Sorry Mommy Minnesota, I’m still going to text and drive
Our government officially decided we can’t handle patting our heads and rubbing our stomachs yesterday. I got the news last night at about 8:30 p.m. last night via Twitter, a mobile social network I frequently use when driving.
According to the KARE 11 story about the bill passing:
If you’re caught composing or sending a text message while you’re behind the wheel of a moving car you can be pulled over and ticketed. Even reading incoming messages could lead to a citation.
Judging from the Pioneer Press article about the bill, it was passed using anecdotal evidence that 1) people can’t handle texting while driving AND 2) it’s a problem worth legislating against, despite the lack of solid research across a wide range of demographics and psychographics.
In fact, the article only lists stats about only teens. Of course teens are distracted drivers…they are also minors, so they are pretty much fair game for passing both disapproval and legislation against. That’s fine with me. But all the news articles and broadcast segments I’ve seen interview adults on the street or in their cars and ask them if they are good drivers when they text and drive. Pretty scientific stuff to base a broad, sweeping bill on, huh?
But what about the general population, some of whom may actually be able to handle reading and replying to e-mails, surfing the web, tweeting and sending text messages? Mommy Minnesota has decided to set some new rules for us, and I’m sorry, but I’m not going to obey them.
In February 2007 I wrote a post here at MB called “I can drive and talk on my cell without crashing” in response to an eerily similar, albeit more stringent, 2007 nanny state bill that would double the fines of any moving violation if the driver was on a cell phone at the time.
Here are some highlights from that post that perfectly reflect the sentiment I’m feeling today:
Remember in grade school when the teacher had to teach the class at the pace of the dumbest student? It slowed down the rest of your class and impaired those who were fast learners and could easily handle the challenges of the day. I know many of my liberal friends don’t see the issue with this. They believe it’s the government’s responsibility to keep us safe from ourselves. But I wish to stress the importance and inevitability of the slippery slope of government mandates on our private lives.
Unfortunately, in the post-9/11 era, our society is relying more and more on the big brother government to “keep us safe.” California, Connecticut, New York, New Jersey and the District of Columbia each have enacted a jurisdiction-wide ban on driving while talking on cell phones. Six states (Illinois, Massachusetts, Michigan, New Mexico, Ohio, and Pennsylvania) allow localities to ban cell phone use. Only eight smarter states than Minnesota (Florida, Kentucky, Louisiana, Mississippi, Nevada, Oklahoma, Oregon, and Utah) prohibit localities from banning cell phone use. (then I gave a breakdown of state laws and legislation)…

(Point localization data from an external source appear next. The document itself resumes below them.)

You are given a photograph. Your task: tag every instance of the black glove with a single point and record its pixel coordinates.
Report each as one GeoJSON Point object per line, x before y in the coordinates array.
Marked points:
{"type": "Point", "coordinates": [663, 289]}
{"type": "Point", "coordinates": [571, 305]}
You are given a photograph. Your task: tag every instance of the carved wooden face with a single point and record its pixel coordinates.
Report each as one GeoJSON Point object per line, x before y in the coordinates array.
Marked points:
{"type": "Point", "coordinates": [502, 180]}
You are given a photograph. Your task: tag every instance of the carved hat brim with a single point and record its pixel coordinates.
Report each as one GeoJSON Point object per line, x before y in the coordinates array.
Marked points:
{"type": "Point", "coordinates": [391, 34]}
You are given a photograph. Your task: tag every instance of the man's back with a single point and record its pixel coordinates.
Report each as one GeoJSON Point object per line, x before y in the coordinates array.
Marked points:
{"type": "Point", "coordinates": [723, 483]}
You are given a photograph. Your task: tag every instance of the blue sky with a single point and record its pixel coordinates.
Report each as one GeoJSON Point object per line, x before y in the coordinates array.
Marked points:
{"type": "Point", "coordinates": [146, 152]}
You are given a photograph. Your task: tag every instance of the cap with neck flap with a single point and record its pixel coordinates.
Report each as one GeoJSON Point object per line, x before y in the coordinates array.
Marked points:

At what point are we legislating to the lowest IQ of our population? At what point does society either evolve or operate outside the boundaries of the idiots in our society? …
My biggest point is that sure, use of cell phones are distracting. But look at Vermont, which is considering a measure to ban eating, drinking, smoking, reading, writing, personal grooming, playing an instrument, interacting with pets or cargo and possibly even scratching an itch while driving.
Sometimes the freedom to be an idiot is preferred to the handcuffs of what our government thinks we handle.
While I don’t doubt there are people who cannot handle texting while driving, I do not believe it’s the government’s responsibility to GIVE or TAKE AWAY that right.
Minnesota has now become only the third state (after Washington and New Jersey) to pass this ban on texting and driving, and since it was only based on anecdotal accounts and the gut reaction of a dying generation intimidated by 1) technology and 2) a rising culture of electronically connected multitaskers, there’s no way to measure if it was effective. Driving legislation in Minnesota can only get more restrictive from here, and that just isn’t okay with me.
As early as this afternoon, I’m going to be back on the roads, skimming my e-mail, tweeting and reading idrudgereport.com while I drive. I’ll pay the ticket. It’s worth the price of freedom.
And what are your thoughts, my fellow Minnesota drivers?